Well, the worst mistake is the lookbehind. It isn't needed, and it's making the job much harder than it needs to be. Assuming the existing tags are well formed, you needn't bother looking for the opening tag; its presence is implied by the presence of the closing tag.
EDIT: Your regex has several other problems besides the lookbehind, but it didn't seem worthwhile to try and fix it. Instead, I grabbed a regex from RegexBuddy's built-in library of useful regexes, and added the lookahead to it.

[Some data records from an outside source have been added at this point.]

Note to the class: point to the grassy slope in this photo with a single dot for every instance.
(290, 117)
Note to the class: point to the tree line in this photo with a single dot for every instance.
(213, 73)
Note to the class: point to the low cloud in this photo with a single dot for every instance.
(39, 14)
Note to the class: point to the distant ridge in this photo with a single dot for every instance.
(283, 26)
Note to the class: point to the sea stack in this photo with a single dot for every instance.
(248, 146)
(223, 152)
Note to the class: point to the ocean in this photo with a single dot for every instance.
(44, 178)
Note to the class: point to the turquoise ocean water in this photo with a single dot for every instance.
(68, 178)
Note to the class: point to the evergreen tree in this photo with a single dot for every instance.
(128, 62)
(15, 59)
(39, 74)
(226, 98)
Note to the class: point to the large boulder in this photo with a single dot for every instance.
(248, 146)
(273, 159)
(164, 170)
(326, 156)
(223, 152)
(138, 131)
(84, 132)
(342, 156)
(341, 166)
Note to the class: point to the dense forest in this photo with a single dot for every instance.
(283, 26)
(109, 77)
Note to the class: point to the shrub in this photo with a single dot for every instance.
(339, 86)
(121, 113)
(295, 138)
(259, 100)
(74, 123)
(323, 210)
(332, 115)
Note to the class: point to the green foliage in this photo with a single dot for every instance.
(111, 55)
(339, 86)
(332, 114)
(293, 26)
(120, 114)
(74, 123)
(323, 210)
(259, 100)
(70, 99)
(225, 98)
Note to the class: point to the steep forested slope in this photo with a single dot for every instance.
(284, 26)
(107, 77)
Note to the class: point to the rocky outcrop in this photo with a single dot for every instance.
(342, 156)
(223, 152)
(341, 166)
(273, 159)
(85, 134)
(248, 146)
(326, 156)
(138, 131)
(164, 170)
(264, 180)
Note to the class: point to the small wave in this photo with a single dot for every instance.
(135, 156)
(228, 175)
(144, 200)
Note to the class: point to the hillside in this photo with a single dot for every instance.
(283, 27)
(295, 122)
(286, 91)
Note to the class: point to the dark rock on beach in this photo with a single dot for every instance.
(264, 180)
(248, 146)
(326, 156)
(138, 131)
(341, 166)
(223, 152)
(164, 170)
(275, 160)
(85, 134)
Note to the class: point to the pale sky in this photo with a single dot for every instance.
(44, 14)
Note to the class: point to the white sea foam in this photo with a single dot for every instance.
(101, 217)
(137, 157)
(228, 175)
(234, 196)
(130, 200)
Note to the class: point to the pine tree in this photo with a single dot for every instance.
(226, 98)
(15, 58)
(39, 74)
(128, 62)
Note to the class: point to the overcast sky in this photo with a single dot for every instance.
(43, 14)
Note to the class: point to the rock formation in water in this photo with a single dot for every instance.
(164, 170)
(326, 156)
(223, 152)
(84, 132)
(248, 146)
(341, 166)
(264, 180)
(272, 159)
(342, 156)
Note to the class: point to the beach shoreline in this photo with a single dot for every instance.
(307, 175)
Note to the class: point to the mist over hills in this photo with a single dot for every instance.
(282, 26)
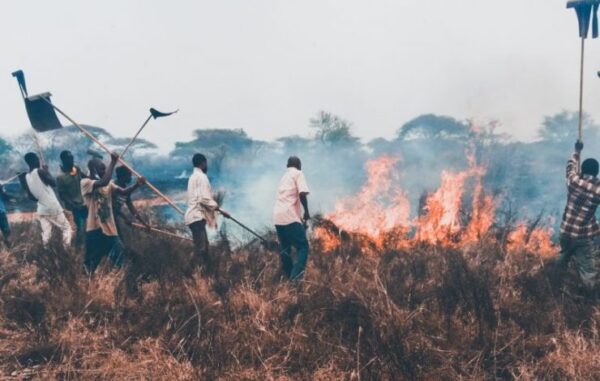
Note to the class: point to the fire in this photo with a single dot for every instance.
(381, 211)
(378, 207)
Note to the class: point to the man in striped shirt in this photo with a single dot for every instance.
(579, 230)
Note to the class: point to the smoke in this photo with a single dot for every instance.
(525, 177)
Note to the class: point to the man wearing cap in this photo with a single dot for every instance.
(289, 219)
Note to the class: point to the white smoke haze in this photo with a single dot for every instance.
(527, 177)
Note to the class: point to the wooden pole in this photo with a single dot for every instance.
(136, 135)
(581, 90)
(123, 162)
(163, 232)
(4, 182)
(39, 148)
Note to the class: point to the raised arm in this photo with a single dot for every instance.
(129, 190)
(574, 178)
(46, 177)
(135, 213)
(105, 180)
(304, 202)
(303, 192)
(23, 182)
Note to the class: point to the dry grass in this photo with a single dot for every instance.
(422, 314)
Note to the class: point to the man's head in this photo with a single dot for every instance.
(123, 175)
(589, 167)
(97, 168)
(32, 160)
(199, 161)
(66, 157)
(294, 162)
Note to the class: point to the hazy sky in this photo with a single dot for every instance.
(268, 66)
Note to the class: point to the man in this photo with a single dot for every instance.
(39, 183)
(579, 230)
(289, 220)
(98, 191)
(4, 225)
(201, 211)
(69, 192)
(123, 180)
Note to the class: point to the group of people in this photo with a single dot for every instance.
(290, 215)
(93, 200)
(96, 204)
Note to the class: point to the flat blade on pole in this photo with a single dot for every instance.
(586, 10)
(157, 114)
(41, 113)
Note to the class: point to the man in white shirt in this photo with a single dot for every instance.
(39, 183)
(201, 208)
(289, 219)
(101, 237)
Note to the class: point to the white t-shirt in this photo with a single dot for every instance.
(288, 208)
(201, 205)
(48, 204)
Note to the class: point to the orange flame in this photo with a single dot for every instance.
(381, 211)
(378, 207)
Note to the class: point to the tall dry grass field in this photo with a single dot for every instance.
(424, 313)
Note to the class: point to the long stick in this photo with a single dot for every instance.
(125, 164)
(164, 232)
(581, 88)
(247, 229)
(136, 135)
(4, 182)
(39, 148)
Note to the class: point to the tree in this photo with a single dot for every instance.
(331, 129)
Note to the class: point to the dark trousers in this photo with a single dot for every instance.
(98, 245)
(4, 226)
(80, 220)
(200, 238)
(292, 235)
(585, 252)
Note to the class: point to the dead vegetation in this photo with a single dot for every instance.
(421, 313)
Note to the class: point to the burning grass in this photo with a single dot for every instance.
(476, 311)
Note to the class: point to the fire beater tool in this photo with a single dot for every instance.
(154, 113)
(163, 232)
(587, 11)
(268, 244)
(42, 115)
(4, 182)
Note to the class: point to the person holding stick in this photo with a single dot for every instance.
(39, 183)
(201, 211)
(123, 180)
(69, 192)
(98, 190)
(579, 230)
(4, 225)
(289, 219)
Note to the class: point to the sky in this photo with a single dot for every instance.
(268, 66)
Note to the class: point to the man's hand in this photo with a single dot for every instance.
(306, 216)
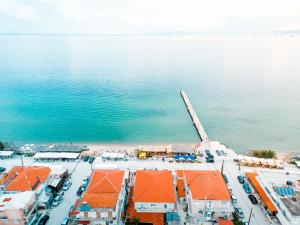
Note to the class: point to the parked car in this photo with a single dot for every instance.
(238, 213)
(241, 179)
(224, 153)
(245, 222)
(233, 199)
(85, 181)
(247, 188)
(65, 221)
(91, 160)
(229, 188)
(80, 190)
(210, 159)
(86, 158)
(225, 178)
(253, 199)
(207, 152)
(2, 169)
(43, 220)
(67, 185)
(57, 200)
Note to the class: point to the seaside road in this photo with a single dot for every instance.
(57, 214)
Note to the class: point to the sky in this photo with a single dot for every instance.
(147, 16)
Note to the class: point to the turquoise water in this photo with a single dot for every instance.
(126, 89)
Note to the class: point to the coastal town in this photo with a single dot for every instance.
(204, 183)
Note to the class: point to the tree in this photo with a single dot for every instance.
(267, 154)
(1, 146)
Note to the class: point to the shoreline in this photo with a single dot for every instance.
(280, 154)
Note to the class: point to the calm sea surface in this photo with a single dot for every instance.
(245, 89)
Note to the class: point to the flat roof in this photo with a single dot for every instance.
(17, 200)
(26, 178)
(56, 155)
(154, 186)
(206, 184)
(6, 153)
(183, 148)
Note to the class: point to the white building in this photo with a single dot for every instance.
(154, 191)
(104, 200)
(206, 195)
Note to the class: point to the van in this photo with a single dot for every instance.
(65, 221)
(233, 199)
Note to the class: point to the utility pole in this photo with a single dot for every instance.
(22, 159)
(250, 216)
(222, 167)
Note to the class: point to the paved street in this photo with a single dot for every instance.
(81, 169)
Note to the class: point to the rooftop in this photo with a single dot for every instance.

Try this regex (or see it in action on ideone):
'_\b(?>
(?>www\.|ftp\.|(?:https?|ftp|file)://) # scheme or subdomain
[-+&##/%=~|$?!:,.\w]*[+&##/%=~|$\w] # everything else
)(?!\[/(?:img|url)\])
_x'
Just because a problem can be described in terms of looking forward or backward, preceding or following, etc., doesn't mean you should design the regex that way. Lookbehind in particular should never be the first tool you reach for.